“Forse non tutti sanno che” viviamo in una società ingiusta
di Gianni Cuperlo, in “Domani” del 7.4.2021
(…) In poco meno di un anno (da febbraio a dicembre 2020) il mondo ha conosciuto una distruzione di reddito pari a 250 miliardi di dollari. All’indomani della grande crisi del 2008 quello stesso dato ammontava a 100 miliardi spalmati in ventiquattro mesi. (…)
Secondo la rivista Forbes, le 500 persone più ricche sulla Terra hanno visto il loro patrimonio incrementarsi di 1.800 miliardi in pochi mesi. Oggi quell’ammasso di ricchezza concentrata in (relativamente) poche mani ammonta a 7.600 miliardi, che poi sarebbe l’equivalente della somma dei Pil di Francia e Germania.
Il conto corrente di Jeff Bezos ha cumulato circa 70 miliardi di dollari, elevando di oltre la metà il gruzzolo precedente. Meglio di lui ha fatto Elon Musk passando da 25 a 153 miliardi di dollari. Nel valore di Borsa Facebook ha guadagnato l’85 per cento. Un anno di pandemia ha polarizzato la ricchezza in una misura imprevista. (…)
Nel 2019 Netflix ha pagato in Italia meno tasse di un lavoratore dipendente. Nello stesso anno Amazon ha versato meno di 11 milioni con un fatturato di un miliardo. Microsoft 16 milioni, Google 6, eBay 145mila euro. Nel complesso i primi quattro cinque gruppi big tech hanno fatturato in Italia 3 miliardi e 300 milioni pagando tasse e imposte per meno di 70 milioni. (…)

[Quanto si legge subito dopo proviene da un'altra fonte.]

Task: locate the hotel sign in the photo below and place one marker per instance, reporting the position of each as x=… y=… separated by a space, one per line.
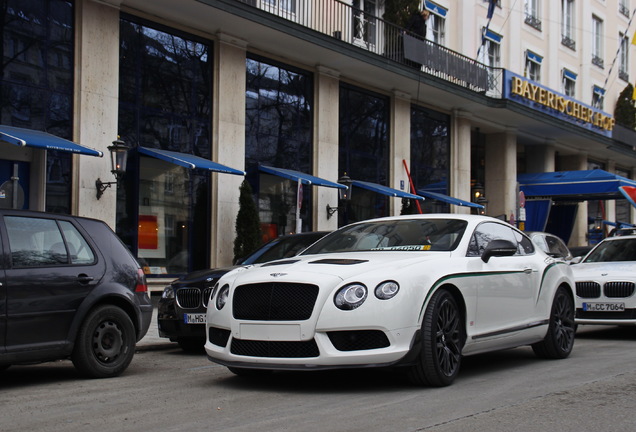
x=540 y=98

Un paio di milioni di cittadini italiani detengono circa 190 miliardi di euro su tre milioni di conti esteri (stima della Rete internazionale di scambio automatico).
Nel 2020 per la prima volta il debito pubblico a livello globale ha superato la produzione del Pil con un rapporto salito al 101,5 per cento. In questo caso la pandemia ha avuto un ruolo fondamentale. Nel 2019 solo 19 paesi conoscevano un rapporto debito Pil superiore al 100 per cento (l’Italia, come noto, era e resta ai primissimi posti). Con l’epidemia sono cresciuti di altre undici nazioni. Il debito dei paesi che fanno parte del G7 è passato dal 118 al 141 per cento, quello dell’area euro dall’84 al 101 per cento. Quanto al debito privato, in un anno è arrivato al 365 per cento del Pil del mondo. (…)
Nel mese di ottobre dell’anno passato la liquidità sui conti correnti è cresciuta di 32 miliardi di euro, l’insieme dei depositi ha superato i 1.700 miliardi nei primi nove mesi dell’anno. Anche le imprese hanno reagito, comprensibilmente, con un incremento dei depositi bancari pari al 21 per cento. Tradotto: la tragedia del Covid ha visto un pezzo di società capitolare, un altro (molto più ridotto) far profitti, un terzo risparmiare in vista di un domani migliore. (…)
Nell’universo del lavoro autonomo a mantenere lo stesso reddito di prima della tragedia sanitaria è stato meno di un lavoratore su quattro. Diversa la sorte degli oltre tre milioni di dipendenti pubblici e dei sedici milioni di pensionati dai quali (e siano ringraziati per ciò) è continuato a dipendere in buona misura il sostegno tramite il fisco (Iva e Irpef) dei servizi essenziali di cura e assistenza. (…)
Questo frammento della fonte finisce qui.